Gov. Scott Walker succeeded in getting large numbers of Wisconsinites to look at a teacher not as the person who helps their child or grandchild learn but as simply a union member. And Act 10 permanently reduced teacher compensation. This has led to a growing teacher shortage in Wisconsin.
The potential teachers graduating from high school see other careers with much better compensation and are pursuing those careers.
Enrollment in teacher preparation programs has seen a serious drop from 2012 to 2018.

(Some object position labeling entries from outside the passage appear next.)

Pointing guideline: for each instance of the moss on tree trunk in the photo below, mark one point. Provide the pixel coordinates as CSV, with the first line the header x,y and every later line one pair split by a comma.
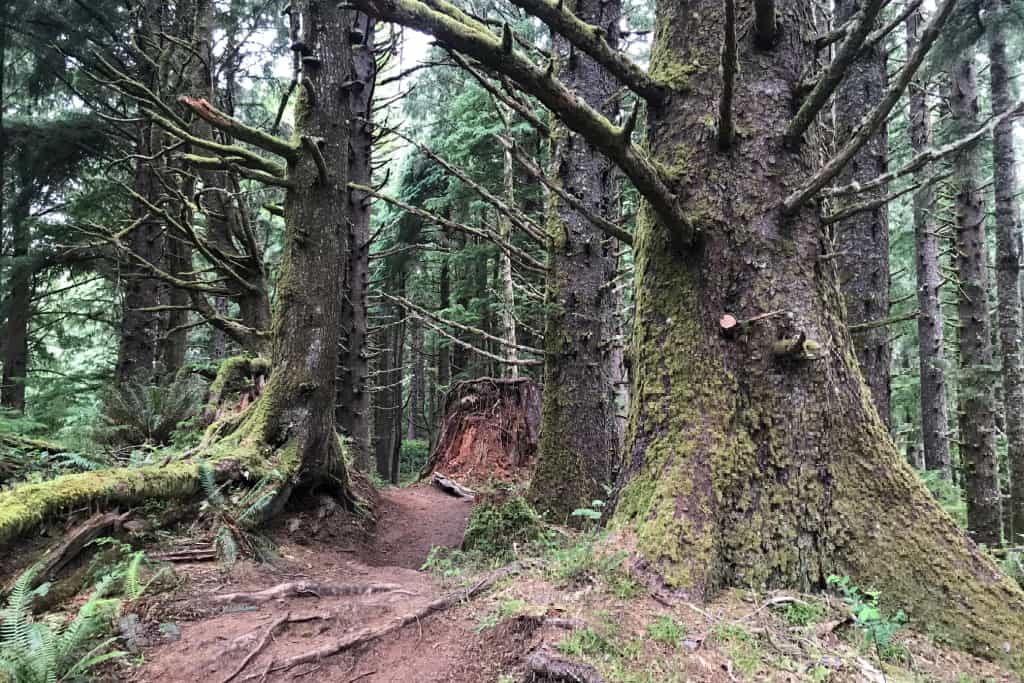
x,y
743,467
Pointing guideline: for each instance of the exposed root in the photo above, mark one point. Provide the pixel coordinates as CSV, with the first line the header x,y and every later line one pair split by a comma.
x,y
370,634
318,590
543,664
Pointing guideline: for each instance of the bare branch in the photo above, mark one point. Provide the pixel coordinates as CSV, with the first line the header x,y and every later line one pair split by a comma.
x,y
479,43
590,39
873,120
605,225
833,76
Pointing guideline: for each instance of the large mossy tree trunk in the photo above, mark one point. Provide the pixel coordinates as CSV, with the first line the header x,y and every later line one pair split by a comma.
x,y
1008,270
757,459
353,388
977,399
580,437
931,351
862,240
294,417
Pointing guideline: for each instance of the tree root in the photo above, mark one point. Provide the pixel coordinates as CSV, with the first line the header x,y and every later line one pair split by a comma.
x,y
543,664
296,588
370,634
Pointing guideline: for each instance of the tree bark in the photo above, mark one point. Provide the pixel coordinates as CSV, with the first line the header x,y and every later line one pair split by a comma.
x,y
1008,255
579,435
353,389
293,420
15,346
862,240
140,328
931,352
977,400
758,459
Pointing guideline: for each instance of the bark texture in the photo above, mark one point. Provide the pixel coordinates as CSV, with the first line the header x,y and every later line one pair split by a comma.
x,y
293,421
580,437
353,388
862,240
977,399
18,307
934,415
758,459
1008,256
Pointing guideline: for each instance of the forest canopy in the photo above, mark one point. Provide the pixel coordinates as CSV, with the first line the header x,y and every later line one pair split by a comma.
x,y
737,285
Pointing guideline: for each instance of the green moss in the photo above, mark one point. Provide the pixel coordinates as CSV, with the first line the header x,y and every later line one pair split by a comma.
x,y
26,506
494,527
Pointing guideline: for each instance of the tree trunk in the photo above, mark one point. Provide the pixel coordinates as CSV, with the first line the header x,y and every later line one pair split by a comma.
x,y
418,385
294,416
862,240
1008,241
757,459
15,346
934,418
505,259
977,401
579,435
353,390
140,328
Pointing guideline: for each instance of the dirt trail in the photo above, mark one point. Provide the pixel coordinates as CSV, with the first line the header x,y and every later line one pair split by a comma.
x,y
216,639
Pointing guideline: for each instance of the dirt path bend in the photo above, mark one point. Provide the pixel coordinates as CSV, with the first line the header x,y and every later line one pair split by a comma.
x,y
412,521
209,641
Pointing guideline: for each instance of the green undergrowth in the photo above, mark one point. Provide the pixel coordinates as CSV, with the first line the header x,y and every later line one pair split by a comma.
x,y
59,646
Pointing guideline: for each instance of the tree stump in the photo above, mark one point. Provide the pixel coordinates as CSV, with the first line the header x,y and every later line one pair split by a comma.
x,y
489,431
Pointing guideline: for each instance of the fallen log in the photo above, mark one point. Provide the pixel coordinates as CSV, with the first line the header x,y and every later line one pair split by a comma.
x,y
296,588
545,666
451,486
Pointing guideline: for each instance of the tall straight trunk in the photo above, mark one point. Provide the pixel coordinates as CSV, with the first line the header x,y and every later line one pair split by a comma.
x,y
295,413
579,446
934,416
977,400
505,262
353,389
443,346
757,458
384,412
140,329
862,240
1008,255
15,346
398,374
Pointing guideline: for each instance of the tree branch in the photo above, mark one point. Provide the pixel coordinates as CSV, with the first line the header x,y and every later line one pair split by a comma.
x,y
873,120
590,39
833,76
725,126
481,44
608,227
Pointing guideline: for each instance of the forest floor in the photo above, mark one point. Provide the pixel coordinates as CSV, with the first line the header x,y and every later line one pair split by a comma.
x,y
573,605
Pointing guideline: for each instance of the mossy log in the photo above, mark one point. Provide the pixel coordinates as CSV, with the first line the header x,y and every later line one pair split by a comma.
x,y
25,507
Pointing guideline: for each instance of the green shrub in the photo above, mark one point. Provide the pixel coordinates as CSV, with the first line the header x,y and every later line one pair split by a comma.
x,y
42,651
877,628
494,527
667,630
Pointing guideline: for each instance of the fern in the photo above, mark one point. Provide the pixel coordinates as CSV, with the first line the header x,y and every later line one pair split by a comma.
x,y
38,651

The proof: The Wisconsin Policy Forum studied the number of freshmen entering four year universities in 2012 (before the clear impact of Act 10) who intended to pursue a career in education. Statewide, it was 11,620 incoming freshmen. In 2018 that number had dropped to 7,739! This is a drop of 33.4%! That means thousands fewer teachers each year. I fear and suspect that trend is worse in 2019, 2020, and 2021 or at least flat at the 2018 number.
I predict big headline stories of this mounting teacher shortage and its impact in classrooms across the state through at least 2025.
This teacher shortage will be felt more in lower property value districts that will not win the competition for the best teachers. Under Act 10, teacher unions cannot negotiate higher competitive wages, but school funds can pay more to attract teachers to their districts.
The losers in this conflict for the smaller number of teachers will be lower property value districts in northern and western Wisconsin and certain urban districts. How ironic that most rural districts support Act 10 and Gov. Walker! I predict we will see districts desperate to put a teacher in a classroom needing to resort more to substitute teachers, long-term substitute teachers and looking for people who can serve as a teacher with some type of temporary license. When they see the above happening, I also see an uprising of parents in Wisconsin.
The question will be: How much will public opinion move governors, legislators and local school boards to address this mess? Act 10 was also another step, a large step, in increasing the partisan divide in Wisconsin.
Now, 10 years of more division can make many think today”s division is relatively new and related to the Donald Trump era. It isn’t. History will confirm that the older traditional Wisconsin politics of compromise and a willingness by both parties to find common ground started to crumble at the beginning of this century.
Twenty years ago and further back in the political history of Wisconsin will show that the political left of the Democratic Party and the political right of the Republican Party did not have the influence on governors and legislators in the 1950s through 2000 compared to today.
There was a time in the 1970s into the 1990s that a bipartisan bill was a plus in Wisconsin politics, and 60% or more of Wisconsin voters appreciated it.
There are some signs of a desire to return to the “old days” with Tony Evers, viewed as the more moderate candidate winning the Democratic nomination for governor in 2018 and then defeating Walker, who had built his career on not using the word “moderate.”
It must be pointed out, however, that Evers won a primary with several opponents who were viewed as further left and likely split the left of the party.